Mercury is a naturally occurring element found in air, water and soil, but when coal is burned the mercury inside of it is released. Exposure to mercury can affect the human nervous system and harm multiple organs.
EPA numbers show Carbon emitted 52 pounds of mercury pollutants in 2013, and, by industry standards, environmental groups say it is one of the dirtiest of coal-fired power plants.
As the country continues to make the transition away from coal toward cleaner sources of energy — the Energy Information Administration says the nation's power production from coal has dropped from 52 percent to 37 percent since 2000 — critics say the closures are inevitable and welcome.
"In one short decade, the American public has transitioned from energy apathy to energy awareness, which recognizes the high external costs of carbon-based fuels," said Tim Wagner, executive director of Utah Physicians for a Healthy Environment.
"And that has been the catalyst for change, resulting in old dirty coal burners like the Carbon plant being put out to pasture, and states like Texas and Iowa now getting at least a quarter of their electricity from renewable sources. As the awareness matures and grows, the day isn't far off when everyone will see this as a good thing."
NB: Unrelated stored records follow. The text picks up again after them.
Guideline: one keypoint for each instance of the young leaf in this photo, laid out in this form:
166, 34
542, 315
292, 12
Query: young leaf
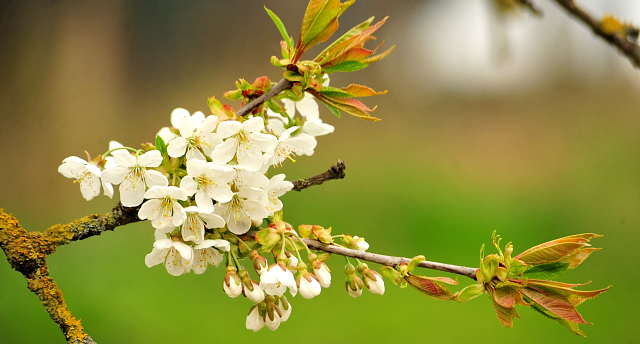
354, 31
470, 292
505, 315
346, 66
160, 145
318, 15
281, 28
546, 271
431, 286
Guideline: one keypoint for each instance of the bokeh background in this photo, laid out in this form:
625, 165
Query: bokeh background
528, 126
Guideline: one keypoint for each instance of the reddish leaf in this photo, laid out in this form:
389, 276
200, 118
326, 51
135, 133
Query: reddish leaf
361, 91
431, 286
505, 315
554, 303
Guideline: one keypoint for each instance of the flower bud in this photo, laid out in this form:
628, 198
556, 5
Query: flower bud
255, 321
355, 243
284, 307
321, 270
372, 280
308, 285
232, 284
353, 284
273, 318
259, 262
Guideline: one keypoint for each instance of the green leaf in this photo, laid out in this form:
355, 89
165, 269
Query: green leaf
318, 15
392, 274
335, 92
281, 28
268, 238
346, 66
415, 261
470, 292
571, 326
546, 271
160, 145
431, 287
332, 109
354, 31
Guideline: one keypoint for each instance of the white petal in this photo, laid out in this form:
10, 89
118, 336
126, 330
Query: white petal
156, 257
177, 115
189, 185
254, 125
225, 151
150, 159
155, 178
90, 186
127, 160
213, 221
308, 107
228, 128
204, 202
148, 209
187, 126
114, 175
177, 147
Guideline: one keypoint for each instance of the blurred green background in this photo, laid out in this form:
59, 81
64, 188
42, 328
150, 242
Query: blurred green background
522, 125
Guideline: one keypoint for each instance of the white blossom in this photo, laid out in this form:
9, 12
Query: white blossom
134, 178
308, 286
354, 292
177, 115
272, 323
276, 188
254, 321
277, 279
324, 275
162, 207
208, 183
194, 224
232, 285
289, 146
176, 255
285, 312
256, 296
87, 175
208, 253
244, 141
375, 286
195, 139
242, 209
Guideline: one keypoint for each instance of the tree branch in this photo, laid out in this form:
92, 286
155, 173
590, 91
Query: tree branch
389, 260
628, 48
335, 172
282, 85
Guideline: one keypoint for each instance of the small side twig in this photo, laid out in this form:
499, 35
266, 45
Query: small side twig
335, 172
531, 7
628, 48
282, 85
389, 260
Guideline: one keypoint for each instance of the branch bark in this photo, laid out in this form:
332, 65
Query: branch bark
335, 172
389, 260
628, 48
282, 85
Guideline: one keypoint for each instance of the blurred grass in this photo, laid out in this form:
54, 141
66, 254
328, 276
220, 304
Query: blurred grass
439, 189
435, 177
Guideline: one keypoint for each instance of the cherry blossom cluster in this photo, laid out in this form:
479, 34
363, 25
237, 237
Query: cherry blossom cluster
203, 185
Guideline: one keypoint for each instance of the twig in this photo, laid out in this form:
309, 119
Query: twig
630, 49
335, 172
282, 85
389, 260
531, 7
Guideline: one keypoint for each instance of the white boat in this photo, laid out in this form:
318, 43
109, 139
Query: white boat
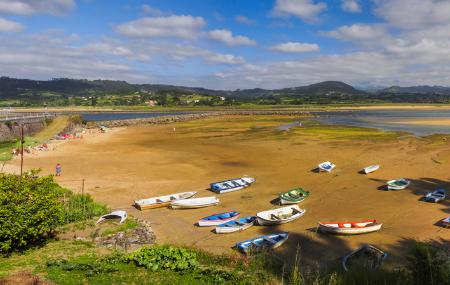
194, 203
162, 201
326, 166
232, 185
236, 225
398, 184
121, 214
280, 216
350, 228
371, 168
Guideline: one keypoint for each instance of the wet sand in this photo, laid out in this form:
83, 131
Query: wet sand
144, 161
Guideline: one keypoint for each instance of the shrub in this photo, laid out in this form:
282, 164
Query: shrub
30, 210
158, 258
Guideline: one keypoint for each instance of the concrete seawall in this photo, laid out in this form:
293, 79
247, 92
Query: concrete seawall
190, 117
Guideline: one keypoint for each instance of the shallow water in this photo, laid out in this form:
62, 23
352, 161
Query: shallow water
384, 120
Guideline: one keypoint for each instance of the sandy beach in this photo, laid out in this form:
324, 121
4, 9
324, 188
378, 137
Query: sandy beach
137, 162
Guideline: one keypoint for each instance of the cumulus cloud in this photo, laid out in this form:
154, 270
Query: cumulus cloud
244, 20
30, 7
307, 10
10, 26
351, 6
293, 47
226, 37
177, 26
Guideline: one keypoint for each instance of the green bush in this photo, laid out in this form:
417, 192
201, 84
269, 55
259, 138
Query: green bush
30, 210
158, 258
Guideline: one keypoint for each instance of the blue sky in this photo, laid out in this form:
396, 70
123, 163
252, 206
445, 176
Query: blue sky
228, 44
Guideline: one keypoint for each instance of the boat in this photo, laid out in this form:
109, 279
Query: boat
398, 184
119, 214
280, 216
262, 243
366, 256
217, 219
162, 201
371, 168
231, 185
293, 196
436, 196
350, 228
326, 166
446, 222
235, 225
194, 203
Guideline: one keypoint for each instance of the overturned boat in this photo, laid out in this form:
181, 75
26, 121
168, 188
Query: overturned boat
350, 228
231, 185
236, 225
262, 243
293, 196
162, 201
280, 216
366, 256
370, 169
217, 219
398, 184
194, 203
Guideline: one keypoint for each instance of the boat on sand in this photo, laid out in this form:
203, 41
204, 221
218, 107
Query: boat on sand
350, 228
162, 201
231, 185
398, 184
217, 219
194, 203
293, 196
370, 169
262, 243
236, 225
280, 216
367, 256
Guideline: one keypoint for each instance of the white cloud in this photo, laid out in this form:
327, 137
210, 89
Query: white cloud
358, 32
244, 20
293, 47
307, 10
178, 26
352, 6
226, 37
30, 7
10, 26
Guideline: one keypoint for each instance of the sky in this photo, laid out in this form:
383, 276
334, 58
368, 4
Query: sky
228, 44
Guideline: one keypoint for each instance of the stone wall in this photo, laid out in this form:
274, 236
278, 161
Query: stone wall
193, 116
11, 131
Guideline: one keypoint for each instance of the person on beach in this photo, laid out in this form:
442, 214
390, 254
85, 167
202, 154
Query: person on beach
58, 169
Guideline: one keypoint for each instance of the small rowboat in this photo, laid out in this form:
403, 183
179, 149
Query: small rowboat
235, 225
446, 222
218, 219
326, 166
280, 215
366, 256
231, 185
262, 243
293, 196
194, 203
162, 201
398, 184
371, 168
350, 228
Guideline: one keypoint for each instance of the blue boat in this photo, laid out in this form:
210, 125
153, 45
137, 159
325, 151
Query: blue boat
236, 225
231, 185
217, 219
262, 242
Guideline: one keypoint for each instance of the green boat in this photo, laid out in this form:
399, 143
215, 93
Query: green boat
293, 196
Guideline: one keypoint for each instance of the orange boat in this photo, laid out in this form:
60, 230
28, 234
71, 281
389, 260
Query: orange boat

For many in Utah's coal country, the effects are not such a "good thing," and the pain is real.
Unlike most of the other employees who will walk away for the last time come the close of business Wednesday, Davis will stay on to help shepherd the plant's demolition.
Davis, who has worked at the plant 38 years and was its manager the last three, grew up in nearby Helper and comes from two grandfathers who both worked the coal mines. His father worked for what was then called Utah Power & Light, now Rocky Mountain Power.
He will remain through fall and witness the aging plant he kept together be tore apart.
"I have crawled through most of the places in this place," he said. "This thing has been coming at us like a freight train. And now it is going to be done."